Ces chemins sont globaux : installez ou mettez à jour un package pour un projet et vous l’avez modifié pour tous les projets — c’est précisément ainsi que le résultat de 2024 dérive lorsqu’un projet ultérieur fait monter la version d’un package partagé. La solution de renv consiste à placer une bibliothèque locale au projet en tête de cette liste, afin que chaque projet résolve les packages à partir de son propre ensemble privé. Tout ce qui suit met cela en place.
Le workflow renv
Voici la discipline de bout en bout. Tout ce qui figure dans cette section modifie un projet — cela crée une bibliothèque, écrit un fichier de verrouillage, installe des packages — donc, contrairement aux blocs ci-dessus, ces commandes ne peuvent pas s’exécuter sur cette page. Exécutez-les dans votre propre projet ; les étapes et leur effet sont exacts.

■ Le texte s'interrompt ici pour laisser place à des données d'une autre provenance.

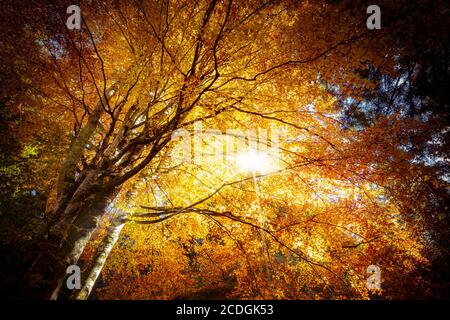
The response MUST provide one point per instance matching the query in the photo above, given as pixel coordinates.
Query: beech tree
(304, 222)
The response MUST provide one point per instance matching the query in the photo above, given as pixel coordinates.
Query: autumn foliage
(95, 121)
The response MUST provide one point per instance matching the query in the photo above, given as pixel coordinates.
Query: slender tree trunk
(102, 253)
(47, 274)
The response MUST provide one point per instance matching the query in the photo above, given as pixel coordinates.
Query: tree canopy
(263, 149)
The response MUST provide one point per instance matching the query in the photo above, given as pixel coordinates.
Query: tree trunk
(102, 253)
(47, 274)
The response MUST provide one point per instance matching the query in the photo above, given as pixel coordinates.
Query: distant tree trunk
(47, 274)
(102, 253)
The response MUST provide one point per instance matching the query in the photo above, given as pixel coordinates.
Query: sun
(256, 162)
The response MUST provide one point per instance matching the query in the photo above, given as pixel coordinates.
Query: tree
(140, 72)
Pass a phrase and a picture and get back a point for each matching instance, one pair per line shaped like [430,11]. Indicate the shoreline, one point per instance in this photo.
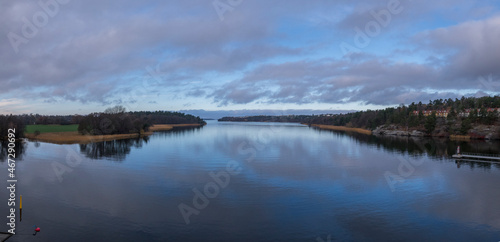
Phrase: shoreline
[73,137]
[342,128]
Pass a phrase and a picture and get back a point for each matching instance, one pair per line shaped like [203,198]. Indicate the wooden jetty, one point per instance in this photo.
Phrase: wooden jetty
[477,156]
[491,158]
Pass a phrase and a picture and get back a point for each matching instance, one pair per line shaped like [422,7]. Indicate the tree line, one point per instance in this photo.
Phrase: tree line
[116,121]
[11,122]
[404,115]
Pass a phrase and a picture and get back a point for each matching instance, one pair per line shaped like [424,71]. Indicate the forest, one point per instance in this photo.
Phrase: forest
[403,116]
[116,121]
[113,120]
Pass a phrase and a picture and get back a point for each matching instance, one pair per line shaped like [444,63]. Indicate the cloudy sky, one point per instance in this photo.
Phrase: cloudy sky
[73,56]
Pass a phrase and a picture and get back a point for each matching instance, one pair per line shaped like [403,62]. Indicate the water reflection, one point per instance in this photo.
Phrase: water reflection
[19,150]
[115,150]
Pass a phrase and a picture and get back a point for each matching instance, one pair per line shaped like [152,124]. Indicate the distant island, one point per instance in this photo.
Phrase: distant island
[465,118]
[114,123]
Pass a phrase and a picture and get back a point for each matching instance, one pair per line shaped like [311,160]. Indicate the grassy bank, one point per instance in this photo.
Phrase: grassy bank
[73,137]
[30,129]
[342,128]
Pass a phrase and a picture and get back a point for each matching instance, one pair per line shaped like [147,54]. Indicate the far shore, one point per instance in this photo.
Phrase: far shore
[342,128]
[77,138]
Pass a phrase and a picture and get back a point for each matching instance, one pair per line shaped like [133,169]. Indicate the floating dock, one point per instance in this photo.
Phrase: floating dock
[493,158]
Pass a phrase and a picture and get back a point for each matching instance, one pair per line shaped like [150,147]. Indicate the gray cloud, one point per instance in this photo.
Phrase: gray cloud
[94,51]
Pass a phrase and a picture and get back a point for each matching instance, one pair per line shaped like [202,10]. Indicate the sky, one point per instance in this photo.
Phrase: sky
[77,57]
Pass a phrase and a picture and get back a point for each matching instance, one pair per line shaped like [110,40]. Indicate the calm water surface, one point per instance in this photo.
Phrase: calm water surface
[295,183]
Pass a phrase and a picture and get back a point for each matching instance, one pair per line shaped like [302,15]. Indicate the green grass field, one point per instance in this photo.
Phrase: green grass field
[50,128]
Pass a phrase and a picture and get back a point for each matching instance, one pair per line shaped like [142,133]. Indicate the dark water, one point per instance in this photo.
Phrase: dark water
[274,182]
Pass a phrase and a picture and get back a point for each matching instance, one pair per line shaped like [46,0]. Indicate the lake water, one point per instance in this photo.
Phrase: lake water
[273,182]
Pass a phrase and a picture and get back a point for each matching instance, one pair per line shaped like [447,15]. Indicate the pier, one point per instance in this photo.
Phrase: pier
[493,158]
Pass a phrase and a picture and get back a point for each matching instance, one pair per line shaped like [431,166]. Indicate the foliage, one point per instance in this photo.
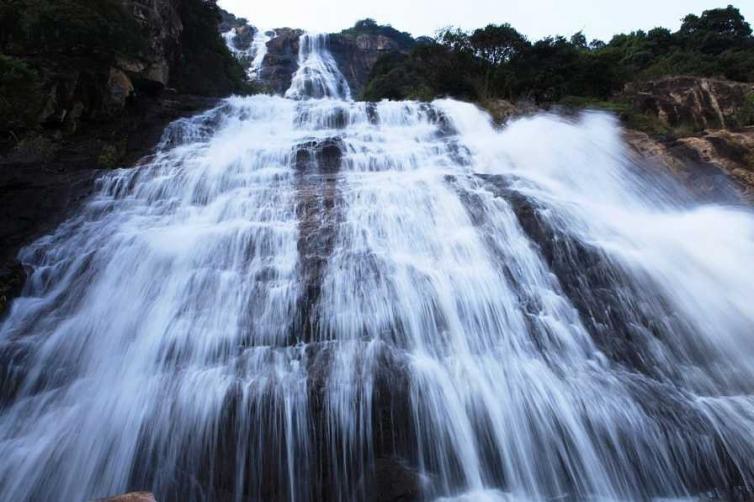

| Étape | Commande | Ce qu’elle fait |
|---|---|---|
| 1. Initialiser | renv::init() |
Crée une bibliothèque locale au projet et un renv.lock initial ; analyse votre code et installe ses dépendances dans la bibliothèque privée. |
| 2. Travailler | renv::install("pkg") / install.packages() |
Ajoute ou met à niveau des packages dans la seule bibliothèque du projet — jamais dans la bibliothèque système partagée. |
| 3. Instantané | renv::snapshot() |
Écrit les versions exactes actuellement utilisées dans renv.lock. |
| 4. Versionner | git add renv.lock |
Place le fichier de verrouillage sous contrôle de version avec votre code — le fichier de verrouillage est le dossier de l’environnement. |
| 5. Restaurer | renv::restore() |
Sur une autre machine, reconstruit la bibliothèque identique à partir de renv.lock. |
| 6. Vérifier | renv::status() |
Signale la dérive entre votre bibliothèque, votre code et le fichier de verrouillage. |
Initialiser le projet
À exécuter une seule fois, dans le répertoire racine du projet. renv::init() met en place la bibliothèque privée, génère le premier fichier de verrouillage et — c’est important — fait en sorte que les nouvelles installations de packages atterrissent dans le projet, pas dans le système.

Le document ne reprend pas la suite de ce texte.